We upgraded ES from 2 to 5 and want to do a full reindex so that our indices are upgradable to ES6.

Given clusters running on AWS D2 nodes each with hundreds of +100GB indices configured to have 1 primary and 0 replicas, what would be an optimal reindexing strategy?

Nodes don't have a lot of extra disk space (~80% full).

What we're currently thinking is reindexing/deleting 1 index at a time with wait_for_completion=true but initial tests show that this takes a long time. We're seeing average throughput of 4.5MBps.

Would it make sense to drop wait_for_completion=true and let the cluster parallelize reindex tasks? Would the cluster retry reindexes that failed due to a temporary lack of disk space?

Does it parallelize wait_for_completion=false reindex requests without specifying slicing?

What happens when reindexing from indices which are still being written to? Would the destination index only get documents that were in the source at the point in time when the reindex request was sent?


(Murilo Pereira) #2

Would you expect a reindex on a single-node cluster to have an average throughput of 4MB/s given these node IO metrics?

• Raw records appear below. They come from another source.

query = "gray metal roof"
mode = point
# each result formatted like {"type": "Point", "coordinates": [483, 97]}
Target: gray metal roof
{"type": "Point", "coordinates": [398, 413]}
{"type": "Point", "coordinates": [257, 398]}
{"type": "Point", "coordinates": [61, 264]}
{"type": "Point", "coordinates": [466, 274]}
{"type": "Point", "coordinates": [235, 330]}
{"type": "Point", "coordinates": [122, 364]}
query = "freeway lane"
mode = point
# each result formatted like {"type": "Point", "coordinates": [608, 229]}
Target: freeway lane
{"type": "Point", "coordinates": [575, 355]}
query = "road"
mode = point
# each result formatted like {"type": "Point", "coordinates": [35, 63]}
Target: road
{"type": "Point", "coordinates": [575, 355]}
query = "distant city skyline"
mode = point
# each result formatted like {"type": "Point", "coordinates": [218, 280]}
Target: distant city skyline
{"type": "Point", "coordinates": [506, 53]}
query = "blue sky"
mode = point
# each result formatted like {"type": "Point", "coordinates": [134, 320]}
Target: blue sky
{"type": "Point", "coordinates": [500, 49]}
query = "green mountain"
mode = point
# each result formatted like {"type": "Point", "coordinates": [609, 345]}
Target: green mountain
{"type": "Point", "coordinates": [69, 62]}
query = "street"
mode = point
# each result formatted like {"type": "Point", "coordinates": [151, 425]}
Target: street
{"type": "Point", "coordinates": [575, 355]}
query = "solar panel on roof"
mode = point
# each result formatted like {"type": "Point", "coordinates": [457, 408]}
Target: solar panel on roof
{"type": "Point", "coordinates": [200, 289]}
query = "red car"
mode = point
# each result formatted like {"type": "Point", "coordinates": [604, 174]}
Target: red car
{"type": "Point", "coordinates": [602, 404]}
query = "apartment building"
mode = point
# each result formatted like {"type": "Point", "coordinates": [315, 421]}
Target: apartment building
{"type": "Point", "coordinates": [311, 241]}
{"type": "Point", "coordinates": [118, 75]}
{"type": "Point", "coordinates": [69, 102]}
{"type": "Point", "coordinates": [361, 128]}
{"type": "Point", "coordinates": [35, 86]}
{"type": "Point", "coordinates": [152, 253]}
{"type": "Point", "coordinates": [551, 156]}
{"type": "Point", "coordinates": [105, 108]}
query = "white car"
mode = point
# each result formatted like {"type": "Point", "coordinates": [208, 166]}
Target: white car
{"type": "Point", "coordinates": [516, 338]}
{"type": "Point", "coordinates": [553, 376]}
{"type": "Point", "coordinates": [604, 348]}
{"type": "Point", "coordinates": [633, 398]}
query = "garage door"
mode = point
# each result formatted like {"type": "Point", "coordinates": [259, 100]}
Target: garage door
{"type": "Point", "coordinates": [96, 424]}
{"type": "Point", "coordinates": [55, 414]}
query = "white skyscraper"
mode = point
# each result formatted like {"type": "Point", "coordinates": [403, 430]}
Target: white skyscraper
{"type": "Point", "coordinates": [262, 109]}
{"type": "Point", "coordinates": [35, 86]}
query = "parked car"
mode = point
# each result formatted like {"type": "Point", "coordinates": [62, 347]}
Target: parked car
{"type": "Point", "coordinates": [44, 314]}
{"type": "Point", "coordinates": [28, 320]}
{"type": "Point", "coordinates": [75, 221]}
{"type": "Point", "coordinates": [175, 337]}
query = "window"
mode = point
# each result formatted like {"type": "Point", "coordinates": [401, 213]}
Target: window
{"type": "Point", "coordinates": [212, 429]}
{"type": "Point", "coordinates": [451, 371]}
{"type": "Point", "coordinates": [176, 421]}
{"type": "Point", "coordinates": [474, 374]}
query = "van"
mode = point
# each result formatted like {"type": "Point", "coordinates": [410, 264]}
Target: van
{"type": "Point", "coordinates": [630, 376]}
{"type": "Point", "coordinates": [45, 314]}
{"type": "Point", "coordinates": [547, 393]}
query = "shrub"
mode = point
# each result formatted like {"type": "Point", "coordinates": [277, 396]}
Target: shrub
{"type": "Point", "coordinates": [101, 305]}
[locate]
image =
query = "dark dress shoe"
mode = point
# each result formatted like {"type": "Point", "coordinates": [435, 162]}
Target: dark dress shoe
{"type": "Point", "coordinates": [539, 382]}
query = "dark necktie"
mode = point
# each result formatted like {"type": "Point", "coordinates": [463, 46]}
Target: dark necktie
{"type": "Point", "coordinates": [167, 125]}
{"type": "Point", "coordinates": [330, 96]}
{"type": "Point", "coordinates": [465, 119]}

$ mount | grep elasticsearch                                                                                 
/dev/mapper/ephemeral-elasticsearch on /mnt/elasticsearch type xfs (rw)
$ df -h | grep elasticsearch
/dev/mapper/ephemeral-elasticsearch                    5.4T  4.8T  678G  88% /mnt/elasticsearch
$ sudo hdparm -Tt /dev/mapper/ephemeral-elasticsearch 
/dev/mapper/ephemeral-elasticsearch:
 Timing cached reads:   18780 MB in  2.00 seconds = 9400.56 MB/sec
 Timing buffered disk reads: 920 MB in  3.01 seconds = 306.07 MB/sec
$ sudo dd if=/dev/zero of=/mnt/elasticsearch/output bs=8k count=100k; sudo rm -f /mnt/elasticsearch/output
102400+0 records in
102400+0 records out
838860800 bytes (839 MB) copied, 2.17104 s, 386 MB/s

(Murilo Pereira) #3

Answer to this seems to be yes after experiments.


(Murilo Pereira) #4

I hate to bump this, but could someone at least opine on whether this throughput rate is normal? Do you need more information?


(Lee Hinman) #5

@nik9000 this sounds like something you might be able to help with?


(system) #6

This topic was automatically closed 28 days after the last reply. New replies are no longer allowed.